One of the loft-like floors at 11 Burford Road before the installation of desks and offices. (Photo: Marek Sikora)

Connecting the lobby and breakout spaces on the ground floor with the offices on the floor above, the stair is a foil to the rest of the building: it is curved where the building is orthogonal, and it is concrete where the building is steel. The 20 treads that comprise the helical stair were precast from custom fiberglass molds, placed on top of a wooden formwork, and then post-tensioned with steel cables spanning from the bottom to the top of the stair. The process resulted in a self-supporting staircase that is elegant in its sweep and appears to float in space. 

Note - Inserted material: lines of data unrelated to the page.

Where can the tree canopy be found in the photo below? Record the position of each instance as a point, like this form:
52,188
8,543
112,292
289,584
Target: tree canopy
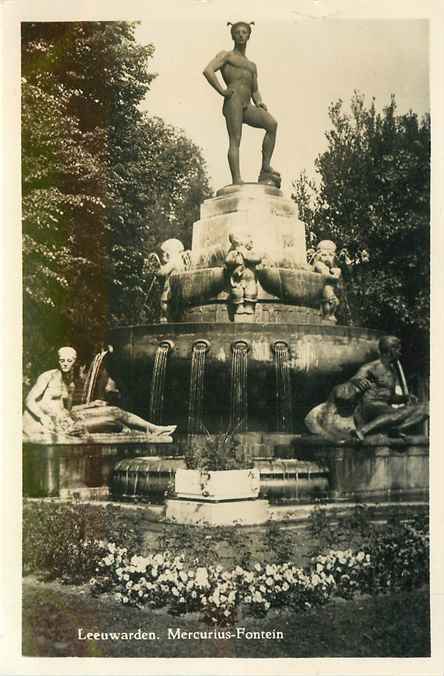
372,199
102,182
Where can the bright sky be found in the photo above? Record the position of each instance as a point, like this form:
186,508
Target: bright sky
303,66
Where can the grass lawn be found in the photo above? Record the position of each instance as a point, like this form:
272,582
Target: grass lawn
395,625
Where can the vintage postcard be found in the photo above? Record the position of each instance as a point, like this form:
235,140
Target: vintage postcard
222,430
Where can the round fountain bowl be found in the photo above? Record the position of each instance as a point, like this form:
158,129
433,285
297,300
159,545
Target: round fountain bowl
319,357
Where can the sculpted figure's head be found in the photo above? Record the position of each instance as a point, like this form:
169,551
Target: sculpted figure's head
326,252
170,249
67,358
390,346
240,239
240,30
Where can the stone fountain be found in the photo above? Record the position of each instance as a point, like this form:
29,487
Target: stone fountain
247,342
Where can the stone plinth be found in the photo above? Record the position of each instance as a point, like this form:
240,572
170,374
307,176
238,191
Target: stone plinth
215,486
226,513
258,210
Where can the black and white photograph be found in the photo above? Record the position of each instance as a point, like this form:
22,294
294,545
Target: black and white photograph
226,348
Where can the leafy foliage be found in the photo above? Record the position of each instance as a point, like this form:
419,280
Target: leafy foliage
65,541
102,183
373,201
215,452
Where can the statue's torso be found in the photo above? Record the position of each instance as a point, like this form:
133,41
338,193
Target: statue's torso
238,73
383,381
56,390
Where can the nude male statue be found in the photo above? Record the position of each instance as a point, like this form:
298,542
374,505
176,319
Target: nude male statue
240,77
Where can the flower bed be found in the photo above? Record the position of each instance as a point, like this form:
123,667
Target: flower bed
162,580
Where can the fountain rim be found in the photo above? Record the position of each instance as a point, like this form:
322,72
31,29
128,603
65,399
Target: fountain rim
168,328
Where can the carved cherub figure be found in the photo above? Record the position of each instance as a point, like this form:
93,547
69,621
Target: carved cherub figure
324,263
240,262
172,259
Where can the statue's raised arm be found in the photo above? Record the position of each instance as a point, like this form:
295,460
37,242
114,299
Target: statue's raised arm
243,103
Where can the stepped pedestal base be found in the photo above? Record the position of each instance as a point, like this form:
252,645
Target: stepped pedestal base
226,513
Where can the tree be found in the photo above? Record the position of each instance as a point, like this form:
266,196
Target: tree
102,182
372,199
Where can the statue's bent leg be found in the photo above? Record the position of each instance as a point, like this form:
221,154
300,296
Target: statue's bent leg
385,421
233,113
416,415
261,119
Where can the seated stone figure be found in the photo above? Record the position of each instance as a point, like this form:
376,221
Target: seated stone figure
369,401
325,263
48,408
240,264
173,258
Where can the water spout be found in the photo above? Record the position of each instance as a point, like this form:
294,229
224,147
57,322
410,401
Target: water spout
239,394
197,387
284,398
158,381
92,375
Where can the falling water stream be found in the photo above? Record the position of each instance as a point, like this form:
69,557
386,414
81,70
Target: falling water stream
91,378
239,395
158,382
284,399
197,387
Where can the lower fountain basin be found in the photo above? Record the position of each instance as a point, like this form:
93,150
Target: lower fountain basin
318,357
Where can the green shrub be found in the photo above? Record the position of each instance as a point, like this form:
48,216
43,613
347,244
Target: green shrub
65,540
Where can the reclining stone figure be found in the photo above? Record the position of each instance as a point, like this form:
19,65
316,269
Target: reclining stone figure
48,408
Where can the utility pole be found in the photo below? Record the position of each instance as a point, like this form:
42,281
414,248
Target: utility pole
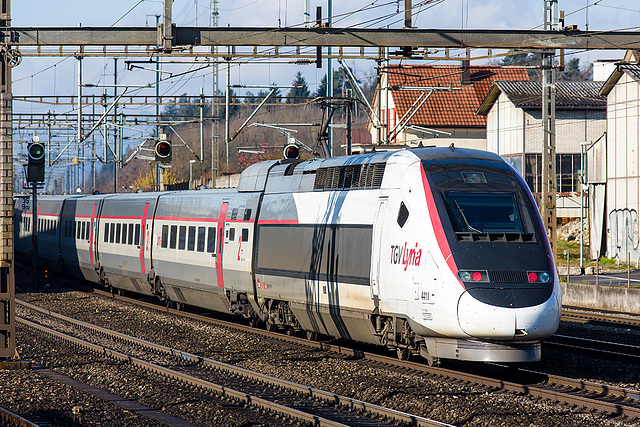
8,352
548,202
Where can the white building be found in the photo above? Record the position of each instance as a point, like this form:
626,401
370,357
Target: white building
514,130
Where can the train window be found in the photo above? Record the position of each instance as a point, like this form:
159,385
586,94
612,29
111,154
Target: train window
136,235
211,240
182,237
173,237
403,215
201,235
191,243
165,236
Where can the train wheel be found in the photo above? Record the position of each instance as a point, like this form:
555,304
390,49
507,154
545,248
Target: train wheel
403,353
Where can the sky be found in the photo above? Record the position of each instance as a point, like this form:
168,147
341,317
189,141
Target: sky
49,76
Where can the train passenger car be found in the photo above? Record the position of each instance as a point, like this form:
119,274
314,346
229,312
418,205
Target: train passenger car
202,247
123,229
48,229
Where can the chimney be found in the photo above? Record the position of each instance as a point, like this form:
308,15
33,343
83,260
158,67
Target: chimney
465,76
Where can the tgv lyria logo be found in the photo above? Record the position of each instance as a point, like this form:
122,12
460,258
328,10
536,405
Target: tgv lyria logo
401,254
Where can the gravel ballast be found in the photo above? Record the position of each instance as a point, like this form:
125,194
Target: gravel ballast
418,394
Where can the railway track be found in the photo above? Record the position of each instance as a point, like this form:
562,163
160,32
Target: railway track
609,350
594,396
245,388
601,318
9,419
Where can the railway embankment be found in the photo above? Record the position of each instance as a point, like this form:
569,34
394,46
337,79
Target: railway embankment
601,297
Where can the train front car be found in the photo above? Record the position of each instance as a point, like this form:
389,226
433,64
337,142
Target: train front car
483,279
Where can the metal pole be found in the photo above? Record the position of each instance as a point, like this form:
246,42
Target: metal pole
330,77
34,234
581,208
548,201
79,106
115,120
201,124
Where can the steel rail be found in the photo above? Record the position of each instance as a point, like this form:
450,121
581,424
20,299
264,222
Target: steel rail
9,419
555,388
609,318
213,364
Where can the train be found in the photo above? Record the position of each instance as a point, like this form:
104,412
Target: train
434,252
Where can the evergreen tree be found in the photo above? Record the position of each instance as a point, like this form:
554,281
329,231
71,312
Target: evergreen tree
300,90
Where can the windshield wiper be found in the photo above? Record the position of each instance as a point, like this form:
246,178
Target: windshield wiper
464,218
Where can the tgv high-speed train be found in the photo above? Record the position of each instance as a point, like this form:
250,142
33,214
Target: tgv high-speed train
432,251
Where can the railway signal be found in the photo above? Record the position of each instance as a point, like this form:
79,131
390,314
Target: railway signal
163,150
35,166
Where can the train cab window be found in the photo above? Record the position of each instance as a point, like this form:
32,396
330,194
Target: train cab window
201,236
136,235
191,242
403,215
182,237
173,237
165,236
211,240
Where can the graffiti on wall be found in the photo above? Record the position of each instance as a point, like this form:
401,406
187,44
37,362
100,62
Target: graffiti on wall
623,225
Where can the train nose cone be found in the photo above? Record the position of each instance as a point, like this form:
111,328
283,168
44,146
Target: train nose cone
481,320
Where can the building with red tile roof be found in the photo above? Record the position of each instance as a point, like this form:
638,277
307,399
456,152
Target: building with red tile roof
436,104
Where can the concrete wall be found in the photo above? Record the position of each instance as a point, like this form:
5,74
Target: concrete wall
613,298
623,178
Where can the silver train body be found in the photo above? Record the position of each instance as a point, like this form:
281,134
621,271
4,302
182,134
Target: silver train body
430,251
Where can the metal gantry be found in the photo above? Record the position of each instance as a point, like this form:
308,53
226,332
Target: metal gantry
168,40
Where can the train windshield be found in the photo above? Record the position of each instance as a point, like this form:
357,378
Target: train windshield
482,198
484,212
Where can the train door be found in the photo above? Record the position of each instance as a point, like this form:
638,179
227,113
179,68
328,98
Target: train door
221,241
376,245
93,247
143,238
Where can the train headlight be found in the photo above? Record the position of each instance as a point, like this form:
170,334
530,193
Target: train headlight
473,275
538,277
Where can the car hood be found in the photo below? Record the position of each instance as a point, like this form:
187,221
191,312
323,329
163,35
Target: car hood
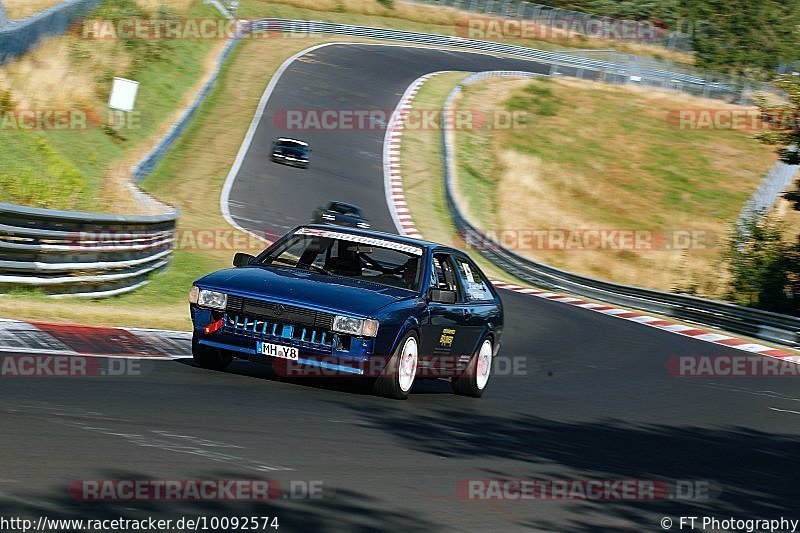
294,152
304,288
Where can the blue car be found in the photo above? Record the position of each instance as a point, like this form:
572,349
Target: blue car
336,301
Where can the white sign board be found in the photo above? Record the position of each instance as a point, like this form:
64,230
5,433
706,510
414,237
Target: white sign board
123,95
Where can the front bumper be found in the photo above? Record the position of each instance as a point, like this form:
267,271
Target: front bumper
334,353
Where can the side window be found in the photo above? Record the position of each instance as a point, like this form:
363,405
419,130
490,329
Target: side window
475,284
443,273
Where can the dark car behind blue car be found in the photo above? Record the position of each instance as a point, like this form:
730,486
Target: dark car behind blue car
329,300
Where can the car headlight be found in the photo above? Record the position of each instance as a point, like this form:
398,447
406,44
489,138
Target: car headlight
362,327
212,299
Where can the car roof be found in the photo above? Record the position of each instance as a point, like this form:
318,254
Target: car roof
383,235
288,139
345,205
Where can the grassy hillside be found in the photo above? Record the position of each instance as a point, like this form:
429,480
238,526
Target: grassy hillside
595,157
73,168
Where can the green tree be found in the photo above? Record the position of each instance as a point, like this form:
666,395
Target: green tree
764,268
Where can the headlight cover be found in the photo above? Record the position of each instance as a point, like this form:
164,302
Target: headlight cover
212,299
362,327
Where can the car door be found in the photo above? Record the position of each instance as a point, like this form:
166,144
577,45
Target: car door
479,303
443,336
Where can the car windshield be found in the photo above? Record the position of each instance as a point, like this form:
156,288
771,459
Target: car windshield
290,144
367,258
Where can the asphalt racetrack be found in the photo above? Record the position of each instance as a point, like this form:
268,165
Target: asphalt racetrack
591,398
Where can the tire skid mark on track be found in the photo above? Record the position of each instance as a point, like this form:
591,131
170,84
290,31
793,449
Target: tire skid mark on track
398,206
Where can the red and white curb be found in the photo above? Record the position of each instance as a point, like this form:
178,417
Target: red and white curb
395,198
392,171
44,338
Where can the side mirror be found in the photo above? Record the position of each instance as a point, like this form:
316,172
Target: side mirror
241,259
442,296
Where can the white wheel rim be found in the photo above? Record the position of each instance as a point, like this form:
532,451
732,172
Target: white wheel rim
484,364
407,366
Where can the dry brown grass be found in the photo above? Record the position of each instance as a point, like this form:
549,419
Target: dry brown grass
18,9
532,193
47,77
115,190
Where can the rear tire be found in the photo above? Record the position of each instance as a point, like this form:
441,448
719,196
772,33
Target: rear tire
397,377
210,358
472,382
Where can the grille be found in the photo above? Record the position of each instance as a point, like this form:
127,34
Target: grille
271,330
277,322
271,311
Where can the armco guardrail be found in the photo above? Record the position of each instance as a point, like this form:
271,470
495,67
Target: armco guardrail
81,254
572,65
774,327
17,36
94,255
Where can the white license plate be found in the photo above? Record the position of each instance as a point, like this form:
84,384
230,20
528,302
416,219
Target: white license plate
276,350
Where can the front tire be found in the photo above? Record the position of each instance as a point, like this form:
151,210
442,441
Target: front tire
210,358
397,377
476,376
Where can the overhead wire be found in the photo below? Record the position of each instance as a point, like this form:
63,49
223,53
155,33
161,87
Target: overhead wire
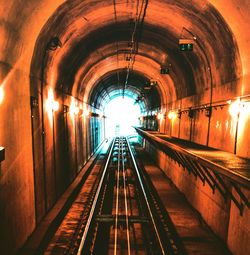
136,36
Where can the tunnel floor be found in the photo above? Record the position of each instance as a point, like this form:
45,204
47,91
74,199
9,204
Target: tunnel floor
187,231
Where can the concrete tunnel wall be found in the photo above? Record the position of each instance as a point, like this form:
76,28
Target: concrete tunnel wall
221,215
21,24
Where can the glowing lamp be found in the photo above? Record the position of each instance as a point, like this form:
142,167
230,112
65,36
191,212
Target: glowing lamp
1,94
172,115
51,104
235,108
86,113
160,116
186,44
55,106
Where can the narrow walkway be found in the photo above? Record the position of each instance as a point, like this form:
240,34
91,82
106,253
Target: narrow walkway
196,236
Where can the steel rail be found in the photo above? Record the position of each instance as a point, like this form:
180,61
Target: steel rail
146,200
117,198
125,200
85,233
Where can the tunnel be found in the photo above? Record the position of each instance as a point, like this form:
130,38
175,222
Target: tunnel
184,65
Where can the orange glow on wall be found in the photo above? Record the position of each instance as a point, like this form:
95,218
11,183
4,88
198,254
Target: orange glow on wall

The stair is self-supporting, enabled by post-tensioning the prefabricated treads. (Photo: Marek Sikora)

Stamos Yeoh Architects — working with Fluid Structures (now MLM Group) and Praeter Engineering, which specializes in post-tensioning structures — explains the structure in more detail:

"The only way this would be self-supporting is by post-tensioning the whole staircase — this means threading three steel cables through each of the twenty treads and fixing them to a [fully concealed] steel bracket located at the top and bottom of the stairs ... thereafter the cables are carefully tensioned and tightened until the stair is gradually pulled together without exceeding specific forces which could force the treads to individually shatter. This process was a gradual one, being tensioned in stages to allow the stair to move into place before the next tightening process began."

 (Photo: Marek Sikora)

The architects worked with the structural engineers to finalize the form of the 20 identical treads, then delivered 3D CAD models to the fabricator for the creation of the fiberglass molds. The off-site casting enabled the architects to be involved in tests for the final texture and appearance of the treads. The final result clearly exhibits the attention to detail and structural ingenuity involved in the stair's design and construction.

A 3D-printed model of the treads illustrates how the steel cables were threaded between the treads, from bottom to top.
A 3D computer model shows the post-tensioning cables at the base of the stair.
The custom timber formwork exhibits the exact helical form of the staircase. 
The stair visible in the stage between the formwork being removed and the railings being installed.
The structural integrity of the self-supporting precast staircase was immediate at that stage.